Effective December 7, 2020, DHS must:
- Accept initial applications from those who haven’t been able to apply since the administration announced the DACA rescission on September 5, 2017;
- Automatically extend to two years any DACA renewals and work permits issued since July 28, 2020 for only one year;
- Accept applications for advance parole which allows travel abroad for any DACA recipients who need to travel.
Following the administration’s DACA rescission announcement on September 5, 2017, DHS stopped accepting new applications. Since then, eligible youth who turned 15 (a requirement to be able to apply) have been unable to request DACA status. Those with DACA also could no longer apply for permission to travel abroad even for work or family necessity.
The Supreme Court’s June order should have resulted in the administration immediately restoring DACA as it existed before its rescission. Instead, in a July 28, 2020 memorandum, Acting DHS Secretary Chad Wolf defied the order, ostensibly while the agency “reviewed” the program. The memo instructed that DHS would not resume accepting initial DACA applications from newly eligible youth, and also that the duration of DACA status and work permits for those who already had DACA would be reduced from one year to two, .
On November 14, 2020, a federal court struck down that memorandum, finding that Acting DHS Secretary Wolf was not legally in his position when he issued it, and that it was also arbitrary and capricious. In a December 4, 2020 ruling, the court also ordered DHS to begin accepting new DACA applications by December 7, 2020, to extend to two years any DACA status and work permits issued for only one year following the Wolf memorandum, and to allow DACA recipients to be able to resume applying for permission to travel abroad if needed.

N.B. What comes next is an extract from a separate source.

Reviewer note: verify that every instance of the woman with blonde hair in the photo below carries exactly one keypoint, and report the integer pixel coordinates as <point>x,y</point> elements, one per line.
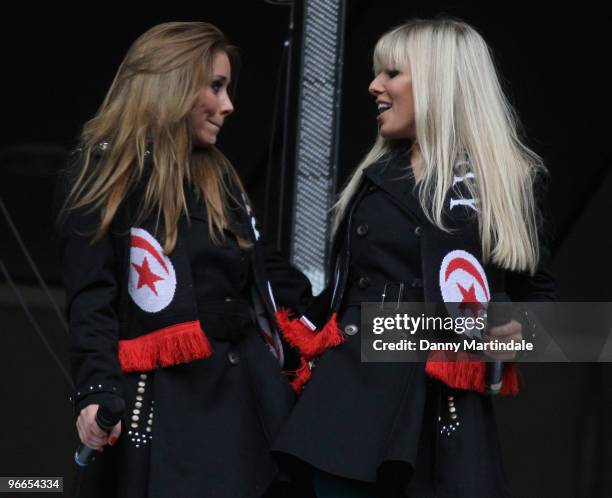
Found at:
<point>441,209</point>
<point>169,293</point>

While on December 7, 2020, DHS issued a notice complying with the federal court’s order, it also noted that it is considering filing an appeal.
The court’s order is welcome to those who have been shut out of DACA for more than three years, but the only real solution for them is a path to permanent status. That reality is underscored by the fact that Texas and several other states have challenged the legality of the DACA program as originally instituted, and a federal court hearing will be held in that case on December 22, 2020.
The American Dream and Promise Act, which would provide DACA holders with a path towards permanent residency, was approved by the House of Representatives in 2019. The next Congress should reintroduce and pass it. Those with DACA, those who couldn’t apply while DACA was rescinded, and the nation, will benefit.